Now that we have a Kafka producer, a Kafka consumer, and a Flink job, we need to wire them all together.
We can do this by creating a new Spring Boot application and annotating it with @EnableScheduling
. This annotation tells Spring to enable scheduling for this application.
@SpringBootApplication
@EnableScheduling
public class Application {
public static void main(String[] args) {
SpringApplication.run(Application.class, args);
}
}
Next, we need to create a new @Configuration
class and annotate it with @EnableKafka
. This annotation tells Spring to enable Kafka for this application.
@Configuration
@EnableKafka
public class KafkaConfiguration {
}
Now we can create a @Bean
of type Properties
and annotate it with @Value
. This bean will be used to configure the Kafka producer and consumer.
@Bean
@Value("${kafka.bootstrap.servers}")
public Properties props() {
Properties props = new Properties();
props.setProperty("bootstrap.servers", bootstrapServers);
props.setProperty("group.id", "random-number-consumer");
props.setProperty("enable.auto.commit", "true");
props.setProperty("auto.commit.interval.ms", "1000");
props.setProperty("key.deserializer", "org.apache.kafka.common.serialization.StringDeserializer");
props.setProperty("value.deserializer", "org.apache.kafka.common.serialization.StringDeserializer");
return props;
}
Finally, we need to create a @Scheduled
method that calls the generateAndSendRandomNumber
and squareRandomNumbers
methods. This method will be called every second, and will generate and square random numbers in real time.

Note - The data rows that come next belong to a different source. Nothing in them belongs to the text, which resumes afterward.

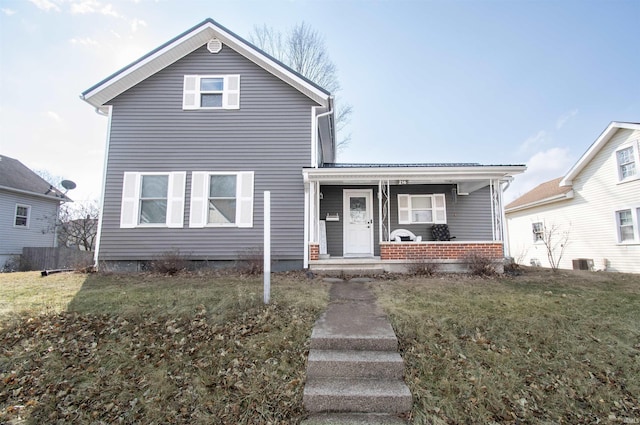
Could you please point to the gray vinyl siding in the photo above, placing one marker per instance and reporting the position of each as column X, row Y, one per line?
column 40, row 232
column 270, row 135
column 469, row 218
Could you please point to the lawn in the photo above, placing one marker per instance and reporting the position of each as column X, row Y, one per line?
column 542, row 347
column 197, row 349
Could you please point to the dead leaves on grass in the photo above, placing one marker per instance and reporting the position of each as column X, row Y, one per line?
column 79, row 368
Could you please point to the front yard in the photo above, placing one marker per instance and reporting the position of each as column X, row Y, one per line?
column 538, row 348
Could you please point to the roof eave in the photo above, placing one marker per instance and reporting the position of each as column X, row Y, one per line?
column 545, row 201
column 443, row 174
column 177, row 48
column 64, row 198
column 595, row 148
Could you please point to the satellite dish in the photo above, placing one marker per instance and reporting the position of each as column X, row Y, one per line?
column 68, row 185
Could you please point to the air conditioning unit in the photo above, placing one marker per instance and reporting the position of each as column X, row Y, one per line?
column 582, row 264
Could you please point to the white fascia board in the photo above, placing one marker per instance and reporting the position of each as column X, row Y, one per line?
column 147, row 66
column 439, row 174
column 549, row 200
column 36, row 195
column 594, row 149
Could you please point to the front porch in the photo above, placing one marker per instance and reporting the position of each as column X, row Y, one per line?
column 401, row 257
column 354, row 214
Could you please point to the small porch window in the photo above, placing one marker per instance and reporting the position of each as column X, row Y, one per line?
column 422, row 209
column 22, row 215
column 538, row 231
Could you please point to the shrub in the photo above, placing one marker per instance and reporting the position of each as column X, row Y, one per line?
column 480, row 265
column 169, row 263
column 422, row 268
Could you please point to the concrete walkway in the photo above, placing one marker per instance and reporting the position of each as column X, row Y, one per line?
column 354, row 372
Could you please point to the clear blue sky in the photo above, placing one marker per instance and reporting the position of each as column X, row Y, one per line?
column 495, row 82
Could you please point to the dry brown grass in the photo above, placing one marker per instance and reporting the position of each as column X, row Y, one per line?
column 190, row 349
column 540, row 348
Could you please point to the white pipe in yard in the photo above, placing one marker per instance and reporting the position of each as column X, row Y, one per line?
column 267, row 246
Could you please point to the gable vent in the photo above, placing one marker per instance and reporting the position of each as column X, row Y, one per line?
column 214, row 45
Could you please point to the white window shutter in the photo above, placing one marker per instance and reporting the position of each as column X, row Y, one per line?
column 439, row 208
column 175, row 199
column 244, row 204
column 130, row 199
column 190, row 92
column 404, row 216
column 199, row 199
column 231, row 98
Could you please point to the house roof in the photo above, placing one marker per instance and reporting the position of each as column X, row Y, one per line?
column 544, row 193
column 185, row 43
column 16, row 177
column 595, row 148
column 467, row 176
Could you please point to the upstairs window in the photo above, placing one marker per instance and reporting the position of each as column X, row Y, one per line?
column 627, row 162
column 22, row 215
column 627, row 224
column 211, row 92
column 422, row 209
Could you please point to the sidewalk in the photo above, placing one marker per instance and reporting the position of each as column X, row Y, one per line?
column 354, row 373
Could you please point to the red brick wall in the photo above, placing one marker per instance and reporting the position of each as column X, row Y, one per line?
column 438, row 250
column 314, row 251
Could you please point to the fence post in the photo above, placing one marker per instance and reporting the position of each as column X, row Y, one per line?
column 267, row 246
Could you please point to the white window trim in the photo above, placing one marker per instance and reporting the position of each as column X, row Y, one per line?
column 635, row 144
column 535, row 240
column 635, row 217
column 130, row 206
column 15, row 215
column 230, row 96
column 434, row 209
column 199, row 208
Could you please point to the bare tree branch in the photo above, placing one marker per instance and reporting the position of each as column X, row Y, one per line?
column 303, row 49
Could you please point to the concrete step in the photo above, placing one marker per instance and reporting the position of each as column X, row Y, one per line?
column 353, row 419
column 356, row 396
column 353, row 325
column 355, row 364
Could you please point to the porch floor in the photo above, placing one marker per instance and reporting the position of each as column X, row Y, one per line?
column 347, row 265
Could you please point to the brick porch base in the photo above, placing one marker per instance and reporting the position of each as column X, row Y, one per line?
column 439, row 250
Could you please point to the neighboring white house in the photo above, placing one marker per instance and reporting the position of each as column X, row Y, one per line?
column 28, row 209
column 596, row 206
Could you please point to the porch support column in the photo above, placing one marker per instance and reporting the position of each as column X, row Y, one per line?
column 380, row 237
column 313, row 219
column 496, row 209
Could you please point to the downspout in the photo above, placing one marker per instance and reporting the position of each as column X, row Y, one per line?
column 505, row 232
column 305, row 257
column 315, row 147
column 104, row 184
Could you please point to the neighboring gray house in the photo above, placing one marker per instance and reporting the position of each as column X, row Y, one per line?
column 200, row 127
column 28, row 209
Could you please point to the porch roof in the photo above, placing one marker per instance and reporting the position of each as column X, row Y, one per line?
column 427, row 173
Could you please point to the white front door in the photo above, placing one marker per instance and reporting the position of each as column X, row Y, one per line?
column 358, row 223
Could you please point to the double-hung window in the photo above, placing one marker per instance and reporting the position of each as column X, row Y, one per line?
column 419, row 209
column 221, row 199
column 628, row 162
column 627, row 225
column 211, row 92
column 22, row 215
column 153, row 199
column 538, row 231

@Scheduled(fixedRate = 1000)
public void schedule() {
randomNumberProducer.generateAndSendRandomNumber();
randomNumberSquarer.squareRandomNumbers();
}
Now that we have our application configured, we can run it by simply running the main
method.
Once the application is up and running, you should see the following output in the console:
1
4
9
16
25
36
49
64
81
100
This output shows the results of our Flink job, which is squaring the random numbers that are being generated by our Kafka producer.
In this post, we've shown you how to build a real-time analytics application using Spring Boot and Apache Flink. We've also shown you how to wire together a Kafka producer, a Kafka consumer, and a Flink job to process data in real time.